Talking it over, Cal decided that the discern location spell he had cast that morning, the one which had determined the Lich-King was headed towards the Wild Coast, indicated that it would still likely take him the better part of a day to reach his destination. Deciding they'd have a better shot at the lich if they were all rested up and at full spellcasting power, they gathered up the treasure from Nakariah's hoard and used their Guild rings to bink back to Headquarters. Cal used their new crystal ball to scry upon the temple of Pelor, ensuring they'd have a good chance of teleporting there directly in the morning. They sent a Guild runner to the local temple of Pelor to explain the circumstances of their adventure, so the head cleric there could send word to the Wild Coast temple's head priest, giving him advance notice of the group's impending arrival the next day.

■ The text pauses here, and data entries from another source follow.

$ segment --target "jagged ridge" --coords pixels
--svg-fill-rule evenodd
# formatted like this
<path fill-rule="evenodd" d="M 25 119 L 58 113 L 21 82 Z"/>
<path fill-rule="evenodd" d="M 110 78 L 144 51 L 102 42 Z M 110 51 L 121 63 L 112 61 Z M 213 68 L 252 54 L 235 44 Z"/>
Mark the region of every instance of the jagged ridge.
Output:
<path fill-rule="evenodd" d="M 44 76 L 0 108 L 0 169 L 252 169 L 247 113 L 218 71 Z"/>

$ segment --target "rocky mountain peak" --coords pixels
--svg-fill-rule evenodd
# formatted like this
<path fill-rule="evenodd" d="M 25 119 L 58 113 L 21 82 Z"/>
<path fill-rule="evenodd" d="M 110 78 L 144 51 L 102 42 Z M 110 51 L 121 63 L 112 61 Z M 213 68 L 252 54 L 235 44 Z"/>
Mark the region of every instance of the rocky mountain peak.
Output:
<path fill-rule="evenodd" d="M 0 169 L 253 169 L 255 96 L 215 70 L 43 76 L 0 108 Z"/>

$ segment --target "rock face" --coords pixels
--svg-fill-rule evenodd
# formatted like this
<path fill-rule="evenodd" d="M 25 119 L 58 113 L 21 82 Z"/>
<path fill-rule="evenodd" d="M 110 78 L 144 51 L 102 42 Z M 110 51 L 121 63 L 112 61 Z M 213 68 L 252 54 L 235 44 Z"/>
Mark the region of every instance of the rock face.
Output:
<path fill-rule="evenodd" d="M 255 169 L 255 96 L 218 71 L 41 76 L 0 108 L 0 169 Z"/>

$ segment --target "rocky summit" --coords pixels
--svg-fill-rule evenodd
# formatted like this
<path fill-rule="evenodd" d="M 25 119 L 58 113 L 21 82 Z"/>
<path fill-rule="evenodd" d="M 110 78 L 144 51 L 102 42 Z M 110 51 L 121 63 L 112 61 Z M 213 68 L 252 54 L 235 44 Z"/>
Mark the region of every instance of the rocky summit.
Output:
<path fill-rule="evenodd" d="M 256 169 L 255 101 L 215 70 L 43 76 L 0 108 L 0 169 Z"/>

"We'd better get a good night's sleep," advised Cal. "Tomorrow's going to be a busy day."

"And an important one, too," added Thunderwolf. "It's not every day you have to fight to prevent the sun from being destroyed."

"This may well be the most serious threat we've ever faced," Feron predicted. The group apparently agreed, for there was nothing but somber faces in the Wing Three living quarters.

And then Akari remembered what he had stuffed away in his extradimensional haversack, and a broad grin spread across his fiendish features as he pulled a length of undead kraken tentacle out from his haversack and went to go find Rale.